Chose surprenante, ceux-ci ont parfois profité d’une sophistication assez étonnante. Surtout quand ils ont été créés par des avionneurs, comme Messerschmitt qui a lancé la Kabinenroller (KR) en 1953. On a beaucoup dit que cette KR175 récupérait la verrière du sinistre chasseur Me 109, en fait, elle ne fait que s’en inspirer. Avec son monocylindre Sachs, ce drôle d’engin, mélange d’avion et de moto mais doté de trois roues, flirtait avec les 80 km/h, voire 100 km/h dans son évolution KR200. On l’a par ailleurs vu dans le film Brazil.
Heinkel, un autre fabricant d’avions militaires, a lui aussi produit son microcar, très inspiré de l’Isetta italienne dont BMW a fait ses choux gras.
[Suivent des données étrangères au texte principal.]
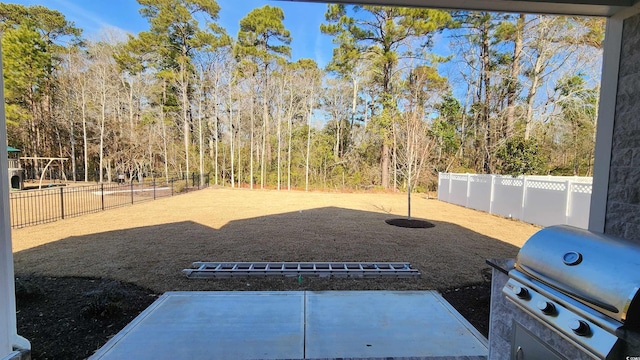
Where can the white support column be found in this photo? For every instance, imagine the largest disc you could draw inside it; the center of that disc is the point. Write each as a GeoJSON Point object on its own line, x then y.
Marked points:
{"type": "Point", "coordinates": [8, 331]}
{"type": "Point", "coordinates": [604, 130]}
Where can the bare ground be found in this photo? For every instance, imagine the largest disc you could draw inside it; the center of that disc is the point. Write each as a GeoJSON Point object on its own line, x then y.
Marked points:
{"type": "Point", "coordinates": [149, 244]}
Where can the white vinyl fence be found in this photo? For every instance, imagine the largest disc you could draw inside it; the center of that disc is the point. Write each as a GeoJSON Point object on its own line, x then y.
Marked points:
{"type": "Point", "coordinates": [540, 200]}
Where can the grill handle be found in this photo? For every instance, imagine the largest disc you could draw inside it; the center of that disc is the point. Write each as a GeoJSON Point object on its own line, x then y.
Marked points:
{"type": "Point", "coordinates": [573, 294]}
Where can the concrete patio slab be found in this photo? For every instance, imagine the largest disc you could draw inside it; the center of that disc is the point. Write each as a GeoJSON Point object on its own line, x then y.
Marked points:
{"type": "Point", "coordinates": [214, 325]}
{"type": "Point", "coordinates": [297, 325]}
{"type": "Point", "coordinates": [383, 324]}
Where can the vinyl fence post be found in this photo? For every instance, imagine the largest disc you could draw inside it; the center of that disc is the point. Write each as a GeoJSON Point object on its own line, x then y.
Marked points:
{"type": "Point", "coordinates": [492, 194]}
{"type": "Point", "coordinates": [567, 205]}
{"type": "Point", "coordinates": [466, 204]}
{"type": "Point", "coordinates": [449, 192]}
{"type": "Point", "coordinates": [62, 203]}
{"type": "Point", "coordinates": [524, 197]}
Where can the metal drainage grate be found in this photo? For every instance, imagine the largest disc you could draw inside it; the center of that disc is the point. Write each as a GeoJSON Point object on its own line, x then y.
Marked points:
{"type": "Point", "coordinates": [203, 270]}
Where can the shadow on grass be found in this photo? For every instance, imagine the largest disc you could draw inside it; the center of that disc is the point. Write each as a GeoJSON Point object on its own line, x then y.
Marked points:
{"type": "Point", "coordinates": [152, 257]}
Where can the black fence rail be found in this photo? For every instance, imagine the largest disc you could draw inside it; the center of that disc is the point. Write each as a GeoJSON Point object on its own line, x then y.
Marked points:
{"type": "Point", "coordinates": [33, 207]}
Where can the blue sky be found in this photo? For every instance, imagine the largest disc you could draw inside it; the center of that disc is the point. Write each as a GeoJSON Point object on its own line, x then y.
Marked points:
{"type": "Point", "coordinates": [302, 19]}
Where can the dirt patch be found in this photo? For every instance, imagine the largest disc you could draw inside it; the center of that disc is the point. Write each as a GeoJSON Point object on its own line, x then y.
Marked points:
{"type": "Point", "coordinates": [410, 223]}
{"type": "Point", "coordinates": [149, 244]}
{"type": "Point", "coordinates": [70, 318]}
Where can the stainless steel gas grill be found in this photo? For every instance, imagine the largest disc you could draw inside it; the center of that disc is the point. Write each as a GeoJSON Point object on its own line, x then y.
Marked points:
{"type": "Point", "coordinates": [582, 285]}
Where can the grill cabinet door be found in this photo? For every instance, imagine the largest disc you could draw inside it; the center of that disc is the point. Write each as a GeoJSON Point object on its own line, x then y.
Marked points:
{"type": "Point", "coordinates": [527, 346]}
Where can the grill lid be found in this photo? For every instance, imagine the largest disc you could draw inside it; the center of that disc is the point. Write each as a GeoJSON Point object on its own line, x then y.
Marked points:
{"type": "Point", "coordinates": [600, 271]}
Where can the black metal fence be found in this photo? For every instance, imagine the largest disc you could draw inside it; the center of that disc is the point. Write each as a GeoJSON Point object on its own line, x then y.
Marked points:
{"type": "Point", "coordinates": [33, 207]}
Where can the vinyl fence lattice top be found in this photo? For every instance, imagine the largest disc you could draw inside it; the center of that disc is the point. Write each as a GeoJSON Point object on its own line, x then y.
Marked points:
{"type": "Point", "coordinates": [540, 200]}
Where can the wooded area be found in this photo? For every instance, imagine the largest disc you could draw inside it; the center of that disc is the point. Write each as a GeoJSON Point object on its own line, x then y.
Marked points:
{"type": "Point", "coordinates": [517, 94]}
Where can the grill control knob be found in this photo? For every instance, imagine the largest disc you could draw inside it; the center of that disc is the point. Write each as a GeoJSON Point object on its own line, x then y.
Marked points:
{"type": "Point", "coordinates": [547, 308]}
{"type": "Point", "coordinates": [580, 327]}
{"type": "Point", "coordinates": [521, 292]}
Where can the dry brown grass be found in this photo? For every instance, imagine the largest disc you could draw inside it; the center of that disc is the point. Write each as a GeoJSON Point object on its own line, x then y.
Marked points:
{"type": "Point", "coordinates": [150, 243]}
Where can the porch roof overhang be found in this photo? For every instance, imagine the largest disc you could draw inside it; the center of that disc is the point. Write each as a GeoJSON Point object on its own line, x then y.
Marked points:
{"type": "Point", "coordinates": [606, 8]}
La Kabine n’a été fabriquée qu’entre 1956 et 1958, en trois versions dont certaines pointaient à près de 100 km/h, grâce à un monocylindre à quatre temps. Fallait oser !
Toujours inspirée de l’aéronautique, il y a la Gutbrod Superior. Là, on accède une vraie automobile (3,50 m), dont la ligne craquante a certainement inspiré celle de la Nissan Figaro. Sous le capot de cette traction se trouve un bicylindre deux temps de 600 cm3. Apparue en 1950, elle ne rencontre pas initialement un grand succès, mais dès 1952, son moteur bénéficie d’une injection directe signée Bosch. Celle-ci est d’ailleurs similaire dans son principe à celle équipant le Me109. Ainsi, la Superior est-elle la 1re voiture essence de série à injection directe. Malheureusement, la production s’arrête en 1954.
Goliath le dispute à Gutbrod l’inauguration de l’injection directe. Car ce fabricant de microcars, comme son nom ne l’indique pas, a lui aussi commercialisé cette technologie dès 1952 sur sa GP700. Evoluant en GP900 dès 1955, elle connaît plus de succès que la Gutbrod. En 1957, la 1100 arbore un 4-cylindres 4 temps avant de devenir la Hansa 1100.
Goliath et Hansa appartenaient au groupe Borgward, tout comme Lloyd. Vous connaissez ? Contrairement à ce que ce nom suggère, il s’agit d’une marque allemande, qui produit pour le groupe dès 1950 le très bas de gamme, incarné par la toute petite 300. Sa technique rappelle nettement celle de la Goliath : traction à bicylindre transversal 2-temps. 13 ch pour 300 cm3, cela lui suffit pour pointer à 100 km/h. Elle sera remplacée par la 400 en 1953, elle-même supplantée par la 600 en 1957. La marque disparaît en 1961 avec le groupe Borgward, qui a pourtant su rivaliser avec Opel et VW dans les années 50.
Toujours à l’Ouest, Glas produira dès 1954 la minuscule Goggomobil T250, qui rencontrera un succès important. Là encore, il s’agit d’une auto à bicylindre deux-temps, mais monté à l’arrière. Il s’attèle à une boîte 4 alliée en option à une commande électromagnétique. Plus de 200 000 unités seront fabriquées jusqu’en 1969, après que Glas (qui a créé la petite Isard) est passé sous contrôle de BMW (lui-même sauvé par les petites Isetta, 600 et 700).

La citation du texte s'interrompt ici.